Help facts rise up from fiction

3 min read


Will_StewartChildren’s natural curiosity for STEM subjects, often sparked by popular science fiction films, can be engaged in a highly productive fashion, says Will Stewart,chair of the IET Communications Policy Panel and a former chief scientist at Marconi

Throughout my life I have always thoroughly enjoyed watching sci-fi films. They have become a welcome extension of my personal and professional interests in STEM subjects. I can remember, as a young adult, the thirst for scientific answers I was left with after watching and contemplating some of the ideas in Stanley Kubrick’s 2001: A Space Odyssey, or the excitement I felt as a child when I saw Patrick Moore’s Sky at Night – my imagination went into overdrive.

But,do sci-fi films still inspire our kids in the same way?

Taking into account the list of the most well-known sci-fi films, it’s easy to recognise that most

of them explore ambitious topics that many people might struggle to comprehend. Some tackle complex subjects such as genetic modification, aliens, time travel and artificial intelligence.

Although these popular films do touch upon a myriad of intelligent ideas, a lot of the time they offer little explanation into the science and engineering of how the devices shown could feasibly work.

The audience is expected to accept the intellectual ingredients at face value. With both science and engineering driving the plot, I imagine some people can be left bewildered by the concepts.

It’s with my own personal experience in mind that I do firmly believe that films, and particularly sci-fi films, have the power to spark the creativity inside people when it comes to science and engineering but what is just as important is a parent recognising this and doing something about it. We play a huge part in supporting and encouraging young people – inspiration is only half of it. It really is quite possible to be visionary and exciting but still keep the STEM essentially accurate.
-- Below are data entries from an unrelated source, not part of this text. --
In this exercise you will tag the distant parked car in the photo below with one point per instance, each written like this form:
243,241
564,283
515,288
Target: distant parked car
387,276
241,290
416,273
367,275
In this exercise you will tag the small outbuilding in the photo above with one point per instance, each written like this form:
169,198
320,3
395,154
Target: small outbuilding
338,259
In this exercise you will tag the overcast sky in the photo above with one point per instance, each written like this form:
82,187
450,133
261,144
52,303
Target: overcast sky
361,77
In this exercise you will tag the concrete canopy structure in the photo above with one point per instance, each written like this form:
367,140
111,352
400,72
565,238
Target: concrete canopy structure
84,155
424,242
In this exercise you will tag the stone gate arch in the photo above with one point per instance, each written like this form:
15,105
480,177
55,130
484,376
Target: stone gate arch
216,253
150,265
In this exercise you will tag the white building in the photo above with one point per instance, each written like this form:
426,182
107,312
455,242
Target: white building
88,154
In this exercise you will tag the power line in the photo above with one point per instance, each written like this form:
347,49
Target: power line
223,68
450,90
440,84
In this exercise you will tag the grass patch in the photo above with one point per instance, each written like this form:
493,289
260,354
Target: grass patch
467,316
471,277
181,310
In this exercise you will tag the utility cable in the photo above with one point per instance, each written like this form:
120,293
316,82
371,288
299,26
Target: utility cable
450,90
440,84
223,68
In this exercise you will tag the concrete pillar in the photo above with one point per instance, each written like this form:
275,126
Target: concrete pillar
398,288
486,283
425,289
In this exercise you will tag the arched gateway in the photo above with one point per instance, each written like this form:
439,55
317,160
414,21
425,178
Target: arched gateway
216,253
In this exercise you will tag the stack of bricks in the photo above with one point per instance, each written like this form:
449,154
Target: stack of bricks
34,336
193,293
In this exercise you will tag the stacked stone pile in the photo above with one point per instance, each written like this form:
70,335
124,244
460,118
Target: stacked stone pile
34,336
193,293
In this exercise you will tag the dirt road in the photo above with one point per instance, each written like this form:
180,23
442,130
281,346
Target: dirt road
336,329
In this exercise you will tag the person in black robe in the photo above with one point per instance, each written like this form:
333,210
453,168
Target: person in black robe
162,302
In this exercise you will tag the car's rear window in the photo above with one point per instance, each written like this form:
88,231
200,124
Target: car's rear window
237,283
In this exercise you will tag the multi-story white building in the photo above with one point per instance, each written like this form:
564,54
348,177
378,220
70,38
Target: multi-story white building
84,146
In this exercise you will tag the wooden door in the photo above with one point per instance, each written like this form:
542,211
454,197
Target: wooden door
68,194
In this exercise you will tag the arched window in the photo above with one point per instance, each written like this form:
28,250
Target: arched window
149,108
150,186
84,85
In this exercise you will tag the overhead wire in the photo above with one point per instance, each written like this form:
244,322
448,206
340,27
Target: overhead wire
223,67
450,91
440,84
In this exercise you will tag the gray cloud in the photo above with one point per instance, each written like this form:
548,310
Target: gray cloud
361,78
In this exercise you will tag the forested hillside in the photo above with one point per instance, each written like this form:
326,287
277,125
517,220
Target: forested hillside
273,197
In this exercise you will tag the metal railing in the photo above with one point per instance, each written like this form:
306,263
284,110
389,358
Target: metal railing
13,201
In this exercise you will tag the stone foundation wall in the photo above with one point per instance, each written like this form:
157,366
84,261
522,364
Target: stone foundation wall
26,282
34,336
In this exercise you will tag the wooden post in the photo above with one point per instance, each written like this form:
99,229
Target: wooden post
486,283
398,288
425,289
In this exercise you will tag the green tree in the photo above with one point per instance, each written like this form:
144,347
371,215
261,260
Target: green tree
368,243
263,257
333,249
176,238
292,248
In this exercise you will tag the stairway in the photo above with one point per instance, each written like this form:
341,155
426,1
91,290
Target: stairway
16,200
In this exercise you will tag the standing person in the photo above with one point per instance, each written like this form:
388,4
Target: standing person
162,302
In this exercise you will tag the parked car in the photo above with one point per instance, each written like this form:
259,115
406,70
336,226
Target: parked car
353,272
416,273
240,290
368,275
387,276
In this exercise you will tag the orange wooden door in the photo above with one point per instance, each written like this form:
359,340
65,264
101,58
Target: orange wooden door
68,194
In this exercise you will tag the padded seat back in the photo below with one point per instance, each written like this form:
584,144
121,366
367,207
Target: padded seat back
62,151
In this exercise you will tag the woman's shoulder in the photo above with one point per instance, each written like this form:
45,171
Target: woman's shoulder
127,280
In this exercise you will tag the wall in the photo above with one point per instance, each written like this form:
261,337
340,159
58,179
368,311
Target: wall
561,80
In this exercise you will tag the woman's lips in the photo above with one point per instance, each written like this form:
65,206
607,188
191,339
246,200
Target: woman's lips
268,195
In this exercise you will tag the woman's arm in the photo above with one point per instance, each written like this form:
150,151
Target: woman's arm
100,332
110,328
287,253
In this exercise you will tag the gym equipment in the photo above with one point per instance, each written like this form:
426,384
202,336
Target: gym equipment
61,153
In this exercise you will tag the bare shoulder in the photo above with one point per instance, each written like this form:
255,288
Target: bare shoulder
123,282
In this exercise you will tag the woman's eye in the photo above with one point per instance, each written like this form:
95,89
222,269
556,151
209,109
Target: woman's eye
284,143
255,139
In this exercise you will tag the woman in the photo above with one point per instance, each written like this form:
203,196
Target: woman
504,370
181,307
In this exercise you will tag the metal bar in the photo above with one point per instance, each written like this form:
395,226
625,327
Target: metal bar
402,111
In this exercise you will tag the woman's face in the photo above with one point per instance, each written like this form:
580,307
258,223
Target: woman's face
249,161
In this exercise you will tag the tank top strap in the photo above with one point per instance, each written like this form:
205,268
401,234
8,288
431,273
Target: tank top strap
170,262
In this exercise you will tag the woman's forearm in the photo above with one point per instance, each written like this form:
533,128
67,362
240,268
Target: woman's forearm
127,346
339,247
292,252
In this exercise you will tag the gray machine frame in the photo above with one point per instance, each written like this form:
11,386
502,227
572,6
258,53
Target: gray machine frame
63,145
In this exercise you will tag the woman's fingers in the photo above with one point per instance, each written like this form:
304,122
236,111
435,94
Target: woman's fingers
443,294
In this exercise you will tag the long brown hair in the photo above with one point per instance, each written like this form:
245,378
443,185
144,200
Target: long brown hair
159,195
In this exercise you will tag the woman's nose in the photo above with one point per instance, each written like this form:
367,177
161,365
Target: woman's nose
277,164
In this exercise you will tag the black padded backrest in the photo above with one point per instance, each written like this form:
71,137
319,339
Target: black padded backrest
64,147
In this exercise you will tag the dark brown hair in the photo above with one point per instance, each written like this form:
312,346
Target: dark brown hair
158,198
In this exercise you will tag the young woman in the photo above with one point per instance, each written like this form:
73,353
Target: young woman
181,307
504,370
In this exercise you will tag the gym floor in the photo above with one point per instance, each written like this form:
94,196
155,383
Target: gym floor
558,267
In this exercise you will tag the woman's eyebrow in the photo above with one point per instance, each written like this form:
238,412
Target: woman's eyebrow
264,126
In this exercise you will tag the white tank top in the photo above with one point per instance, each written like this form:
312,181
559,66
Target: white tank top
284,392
Thinking about the power of film to influence youngsters when it comes to STEM, myself and the Institution of Engineering and Technology (IET), as part most recent Engineer a Better World activity, put it to the test and asked some of the UK’s children sci-fi film questions that have left them perplexed.

In fact, some of the questions asked reminded me of the types of things I wanted to know the answer to and this fills me with hope there is potentially a whole generation of budding engineers out there.

By listening and responding to children, I’m delighted to be part of nurturing their natural STEM curiosity, in this case sparked by popular films. I feel that topical activities such as this will help to change perceptions of what modern engineering is and what it can offer young people as a career.

Here are the top questions with my answers.

Would it be possible to make a light sabre – how much would it cost? (Becky Francas, aged 12)

It depends on what you mean. Clearly, every toy store has examples and I believe the original movie used wooden sticks wrapped in reflective tape with a lamp mounted near the camera to make them look bright. This is clearly quite cheap and you could make your own to video with a smartphone and its built-in lamp, but it would not cut bits off people (or aliens), which is perhaps just as well.

Could you make a very powerful laser, say, in a small package that would cut things? Yes indeed – fibre lasers, including ones made at Southampton, are fairly compact and will cut thick steel plate and though they are normally invisible you could certainly make a visible green one.

Of course the reflected backscatter from any piece of bright armour you happened to touch might blind you.

Are there aliens, like the one shown in E.T.? (Ines Rognaldsen, aged 12)

Yes, almost certainly. We just haven’t found any yet. People are looking for oxygen, presuming this is a good marker for life (probably single-cell life, as life was on Earth for the majority of the time that living things have been around).

They have not found evidence of it yet because, although spectroscopy (looking for specific colours that are absorbed by specific gases) should be simple, it is very difficult to see a small planet in the much bigger glare from the nearby star.

Thousands of planets have been seen now, mostly big like Jupiter but some near Earth size, but seeing them well enough to do spectroscopy is still difficult. Good space telescopes being planned should be able to do this and I am guessing that we will see oxygen on a distant planet relatively soon.

Would it be possible to bring dinosaurs back to life as in Jurassic Park? (Becky Francas, aged 12)

Probably not; we do not have enough dinosaur DNA. The issue with dinosaurs is nothing specifically to do with them, it is that DNA is a big and complex molecule and, like other living things, it decays fairly quickly after death. All we have is fossils: imprints in soil that have been ‘cast’ into shapes with other soil and then made into rocks for preservation, not actual bits of dinosaur. The movies did recognise this and suggested blood from mosquitoes in amber, but even this would contain very little, if any, DNA.

Could a car actually run on uranium like in Back to the Future? (Josh Wood, aged 13)

Yes and it would last a long time. Radioactive fuel was, and indeed still is being, used by the Voyager spacecraft. However, the risks of radioactivity would be significant. It is hard to contain radioactivity in a small vehicle because the shields need to be very thick and thus heavy; so ships and submarines but not really cars and aircraft.